London, September 4 : The annual festival celebrated in southwest England in honour of
Dr. Syn, the smuggler hero of a series of novels by Russell Thorndike, was marred by
health and safety concerns this year.
Villagers in Dymchurch, Kent, did not gallop along a nearby beach and ride through the
streets for a Day of Syn celebrating the hero, as they have done on August 2 every year
over the past four decades, for want of insurance cover.
Many insurers rejected cover outright, and the cheapest quote was 1,000 pounds.
"For 44 years Dr Syn has burst into the festival on horseback. He is the main show and
when he makes his entrance people are truly overwhelmed. But this time he just had to walk
around. It just wasn't the same," the Telegraph quoted Ian Hyson, Chairman of the Day of
Syn, as saying.
"He has been on horseback since 1964, but this year the insurers just did not want to
know because they said riding a horse was a 'severe' health and safety risk. Only one
insurer would listen and they quoted us 1,000 pounds. We simply cannot afford that, so had
to do without," Hyson added.
The organisers say that they have relied on public liability insurance to cover the
event in previous years, but they were surprised to discover that the policy that cost
around 450 pounds for the entire festival did not cover someone on horseback.

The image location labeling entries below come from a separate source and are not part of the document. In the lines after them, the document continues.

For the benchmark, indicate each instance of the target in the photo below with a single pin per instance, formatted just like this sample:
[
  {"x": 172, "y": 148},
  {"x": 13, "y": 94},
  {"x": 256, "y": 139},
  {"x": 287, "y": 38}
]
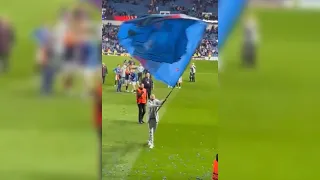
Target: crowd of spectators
[
  {"x": 193, "y": 8},
  {"x": 208, "y": 45}
]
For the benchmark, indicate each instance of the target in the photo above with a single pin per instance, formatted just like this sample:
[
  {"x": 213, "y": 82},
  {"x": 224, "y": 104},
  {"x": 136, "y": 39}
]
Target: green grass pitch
[
  {"x": 185, "y": 141},
  {"x": 41, "y": 138}
]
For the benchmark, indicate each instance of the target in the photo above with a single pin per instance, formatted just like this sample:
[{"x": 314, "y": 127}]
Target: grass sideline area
[
  {"x": 41, "y": 138},
  {"x": 185, "y": 141}
]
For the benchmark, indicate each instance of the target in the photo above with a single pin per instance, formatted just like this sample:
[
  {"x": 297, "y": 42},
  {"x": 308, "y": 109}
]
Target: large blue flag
[
  {"x": 164, "y": 44},
  {"x": 228, "y": 13}
]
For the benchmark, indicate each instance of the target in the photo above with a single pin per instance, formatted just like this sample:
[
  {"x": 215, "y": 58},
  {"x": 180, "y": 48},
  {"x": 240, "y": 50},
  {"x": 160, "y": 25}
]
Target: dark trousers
[
  {"x": 4, "y": 62},
  {"x": 142, "y": 111},
  {"x": 192, "y": 77},
  {"x": 149, "y": 91},
  {"x": 139, "y": 76},
  {"x": 103, "y": 79}
]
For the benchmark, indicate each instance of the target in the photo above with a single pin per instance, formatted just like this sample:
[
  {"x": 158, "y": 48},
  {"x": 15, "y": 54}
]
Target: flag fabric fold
[{"x": 164, "y": 44}]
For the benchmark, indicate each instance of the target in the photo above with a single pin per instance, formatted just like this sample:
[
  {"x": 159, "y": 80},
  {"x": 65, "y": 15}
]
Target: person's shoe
[{"x": 151, "y": 146}]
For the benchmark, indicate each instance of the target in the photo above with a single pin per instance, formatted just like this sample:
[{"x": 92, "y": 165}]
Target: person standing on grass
[
  {"x": 192, "y": 76},
  {"x": 141, "y": 102},
  {"x": 123, "y": 74},
  {"x": 104, "y": 72},
  {"x": 215, "y": 168},
  {"x": 97, "y": 98},
  {"x": 48, "y": 68},
  {"x": 140, "y": 72},
  {"x": 6, "y": 43},
  {"x": 133, "y": 80},
  {"x": 153, "y": 118},
  {"x": 117, "y": 72},
  {"x": 148, "y": 84},
  {"x": 127, "y": 78},
  {"x": 179, "y": 83}
]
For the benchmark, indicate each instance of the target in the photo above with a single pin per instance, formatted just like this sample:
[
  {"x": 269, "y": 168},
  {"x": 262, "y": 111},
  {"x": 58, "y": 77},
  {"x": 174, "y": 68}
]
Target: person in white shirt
[{"x": 153, "y": 118}]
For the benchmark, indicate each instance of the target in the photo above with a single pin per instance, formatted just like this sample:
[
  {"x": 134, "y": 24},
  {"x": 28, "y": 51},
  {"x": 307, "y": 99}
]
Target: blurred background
[
  {"x": 269, "y": 93},
  {"x": 46, "y": 111},
  {"x": 115, "y": 11}
]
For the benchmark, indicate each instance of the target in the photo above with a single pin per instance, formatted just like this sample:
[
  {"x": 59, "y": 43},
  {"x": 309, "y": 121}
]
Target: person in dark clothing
[
  {"x": 148, "y": 84},
  {"x": 104, "y": 72},
  {"x": 7, "y": 39},
  {"x": 249, "y": 46}
]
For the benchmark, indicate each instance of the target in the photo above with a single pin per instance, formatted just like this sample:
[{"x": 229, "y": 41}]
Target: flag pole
[{"x": 165, "y": 99}]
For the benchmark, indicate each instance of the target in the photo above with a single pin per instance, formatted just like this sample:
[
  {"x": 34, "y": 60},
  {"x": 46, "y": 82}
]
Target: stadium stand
[{"x": 122, "y": 10}]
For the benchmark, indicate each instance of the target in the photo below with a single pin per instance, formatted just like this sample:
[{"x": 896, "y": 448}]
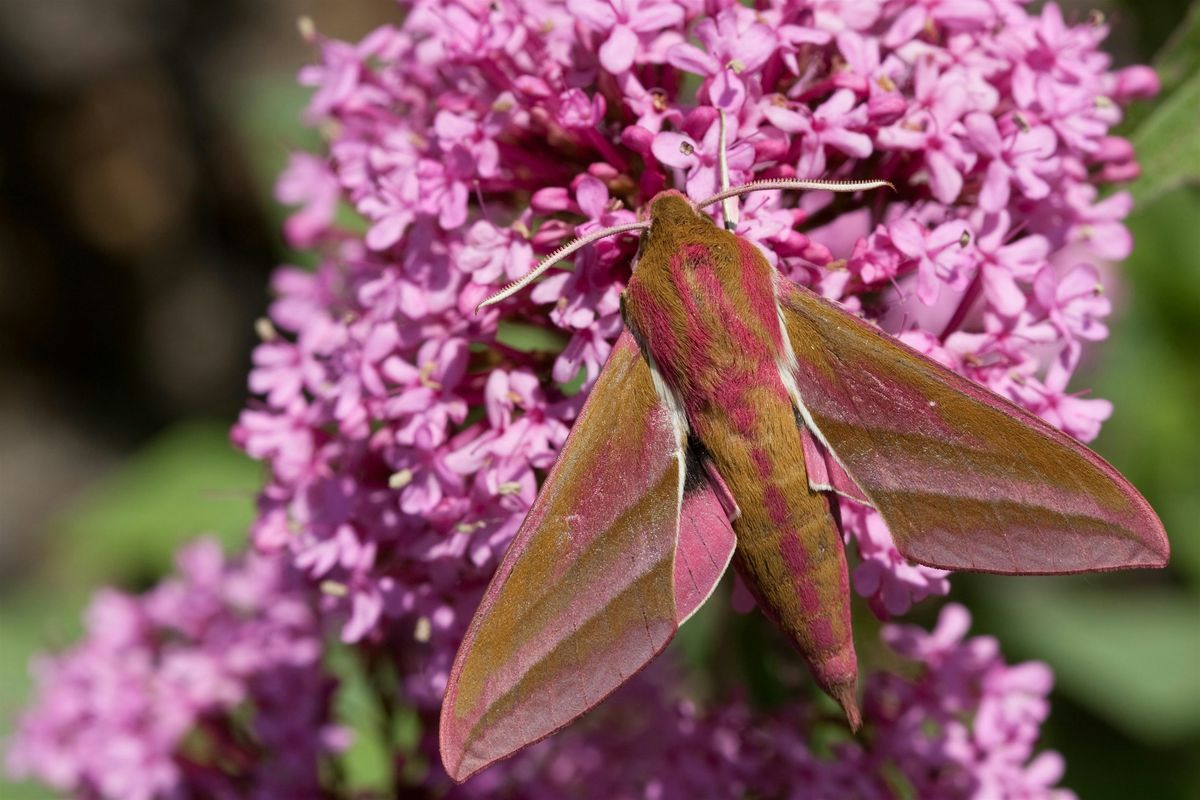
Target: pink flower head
[{"x": 736, "y": 44}]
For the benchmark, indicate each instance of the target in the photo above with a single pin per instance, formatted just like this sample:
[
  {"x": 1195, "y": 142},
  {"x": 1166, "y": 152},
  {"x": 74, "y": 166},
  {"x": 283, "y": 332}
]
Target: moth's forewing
[
  {"x": 591, "y": 588},
  {"x": 964, "y": 479}
]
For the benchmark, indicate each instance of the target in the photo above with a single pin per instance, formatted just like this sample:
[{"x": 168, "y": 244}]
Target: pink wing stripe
[
  {"x": 706, "y": 546},
  {"x": 964, "y": 479},
  {"x": 588, "y": 590},
  {"x": 825, "y": 471}
]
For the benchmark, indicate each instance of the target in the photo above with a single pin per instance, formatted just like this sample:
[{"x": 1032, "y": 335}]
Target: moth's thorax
[{"x": 702, "y": 302}]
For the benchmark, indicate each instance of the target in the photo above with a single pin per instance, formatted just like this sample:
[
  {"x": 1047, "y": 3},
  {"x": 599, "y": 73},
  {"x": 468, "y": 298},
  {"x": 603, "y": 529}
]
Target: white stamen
[
  {"x": 793, "y": 184},
  {"x": 558, "y": 256}
]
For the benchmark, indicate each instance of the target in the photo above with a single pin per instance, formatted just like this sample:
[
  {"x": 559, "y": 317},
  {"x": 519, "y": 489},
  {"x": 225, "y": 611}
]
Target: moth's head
[{"x": 670, "y": 205}]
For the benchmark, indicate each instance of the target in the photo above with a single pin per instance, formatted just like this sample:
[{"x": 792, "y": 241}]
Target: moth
[{"x": 731, "y": 415}]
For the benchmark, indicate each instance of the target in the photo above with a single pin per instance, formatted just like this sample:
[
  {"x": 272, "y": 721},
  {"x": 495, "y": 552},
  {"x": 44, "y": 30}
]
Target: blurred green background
[{"x": 137, "y": 233}]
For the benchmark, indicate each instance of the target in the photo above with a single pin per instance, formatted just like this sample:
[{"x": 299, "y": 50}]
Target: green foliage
[
  {"x": 1168, "y": 137},
  {"x": 123, "y": 530}
]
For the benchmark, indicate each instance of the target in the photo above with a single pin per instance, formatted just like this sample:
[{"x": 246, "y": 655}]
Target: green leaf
[
  {"x": 1128, "y": 655},
  {"x": 1168, "y": 145},
  {"x": 126, "y": 527},
  {"x": 1180, "y": 58},
  {"x": 1167, "y": 137}
]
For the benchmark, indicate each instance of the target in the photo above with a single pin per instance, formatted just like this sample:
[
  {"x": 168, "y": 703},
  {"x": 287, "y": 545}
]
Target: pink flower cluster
[
  {"x": 209, "y": 683},
  {"x": 405, "y": 435},
  {"x": 964, "y": 727},
  {"x": 481, "y": 134}
]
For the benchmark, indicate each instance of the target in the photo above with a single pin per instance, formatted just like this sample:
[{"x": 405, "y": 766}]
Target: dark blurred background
[{"x": 138, "y": 149}]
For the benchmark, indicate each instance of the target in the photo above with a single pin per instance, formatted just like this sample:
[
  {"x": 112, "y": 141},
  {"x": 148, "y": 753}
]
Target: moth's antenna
[
  {"x": 730, "y": 206},
  {"x": 558, "y": 256},
  {"x": 791, "y": 182}
]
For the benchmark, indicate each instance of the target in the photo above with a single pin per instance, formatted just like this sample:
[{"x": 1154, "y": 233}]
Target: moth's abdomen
[
  {"x": 702, "y": 305},
  {"x": 790, "y": 551}
]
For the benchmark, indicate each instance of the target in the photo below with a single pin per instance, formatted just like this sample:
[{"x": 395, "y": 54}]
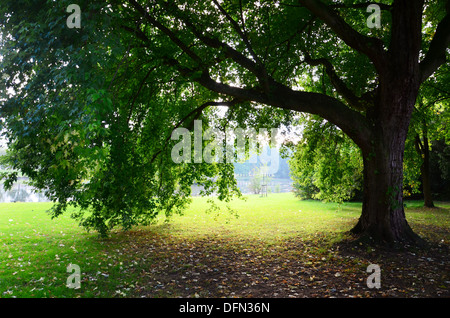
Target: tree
[
  {"x": 326, "y": 164},
  {"x": 429, "y": 123},
  {"x": 148, "y": 63}
]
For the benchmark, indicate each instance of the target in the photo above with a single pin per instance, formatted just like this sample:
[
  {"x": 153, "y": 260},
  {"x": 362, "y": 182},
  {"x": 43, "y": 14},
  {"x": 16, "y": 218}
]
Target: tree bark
[
  {"x": 383, "y": 216},
  {"x": 423, "y": 149}
]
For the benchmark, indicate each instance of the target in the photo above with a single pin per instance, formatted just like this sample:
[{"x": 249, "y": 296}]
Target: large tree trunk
[
  {"x": 383, "y": 216},
  {"x": 423, "y": 149}
]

Angela Green, a fan of the books, said: "I've read all his novels and when it comes
down to it Dr Syn is a horseman, plain and simple. For him to be without a horse makes a
mockery of the whole thing. He's on the front cover of the first ever book for God's
sake."
Russell Thorndike wrote seven Dr. Syn books set around Romney Marsh, from 1915
including titles such as The Courageous Exploits of Dr Syn, Dr Syn on the High Seas and
The Amazing Quest of Dr Syn. Thorndike died in 1972 at the age of 87.